LONDON (AP) - Liverpool’s American owners dropped their Texas court case against the sale of the club on Friday, removing a major obstacle to a takeover by the parent company of the Boston Red Sox. But they vowed to pursue a $1.6 billion damages claim over what they called the “illegal” buyout.
“This outcome not only devalues the club but it also will result in long-term uncertainty for the fans, players and everyone who loves this sport because all legal recourses will be pursued,” said Steve Stodghill, the Texas attorney representing Hicks and Gillett. “Mr. Hicks and Mr. Gillett pledged to pay the debt to RBS so that the Club could avoid administration that was threatened by RBS. That offer was rejected.
“It is a tragic development that others will claim as a victory. This means it won’t be resolved the way it should be resolved. My clients worked tirelessly to resolve these issues but RBS would not listen to any reasonable solution and the directors acted selfishly and illegally.”
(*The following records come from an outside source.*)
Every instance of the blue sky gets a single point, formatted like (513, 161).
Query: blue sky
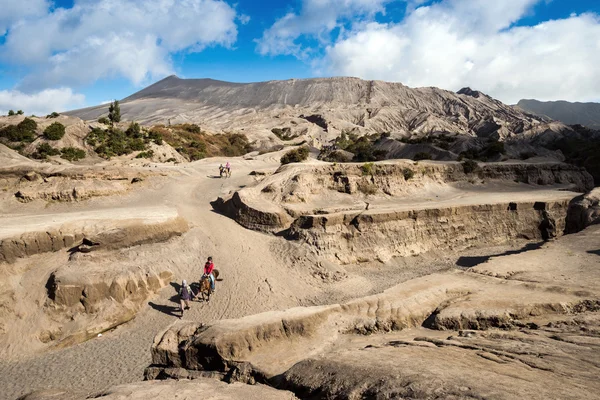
(74, 53)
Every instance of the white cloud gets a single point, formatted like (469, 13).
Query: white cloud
(317, 18)
(106, 38)
(40, 103)
(457, 43)
(13, 11)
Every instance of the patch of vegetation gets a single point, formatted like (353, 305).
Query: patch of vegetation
(44, 150)
(24, 131)
(470, 166)
(408, 174)
(363, 147)
(114, 112)
(72, 154)
(366, 187)
(317, 120)
(527, 154)
(54, 131)
(114, 142)
(284, 134)
(198, 145)
(422, 155)
(146, 154)
(490, 150)
(336, 156)
(297, 155)
(367, 168)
Henry arrived Friday at the London law firm where the English club directors were meeting.
“We have a binding contract,” Henry posted earlier on Twitter. “Will fight Mill Hicks Gillett attempt to keep club today. Their last desperate attempt to entrench their regime.”
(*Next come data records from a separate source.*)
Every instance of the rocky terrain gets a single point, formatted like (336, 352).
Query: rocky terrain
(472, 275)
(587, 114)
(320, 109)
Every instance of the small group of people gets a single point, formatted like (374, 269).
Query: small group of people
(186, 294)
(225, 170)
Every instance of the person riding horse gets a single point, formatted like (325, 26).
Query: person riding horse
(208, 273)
The Premier League has already approved the prospective NESV takeover.
Amid the takeover turmoil, Liverpool is mired in the relegation zone after its worst start to a league season since 1953.
The Premier League refused a request from Mill Financial on Thursday to be approved as “fit and proper” to own or become directors of Liverpool. The league told the Mill group that only Liverpool’s board can ask the league to approve a potential owner.
Mill Financial has technically already taken control of Gillett’s 50 percent stake after he defaulted on the loan used to fund his part of the leveraged takeover in 2007.
It was revealed in a High Court hearing in London this week that Mill Financial itself is interested in taking over the club, offering to repay more than $449 million of debt to Royal Bank of Scotland by Friday’s nominal deadline to meet those liabilities and penalty charges.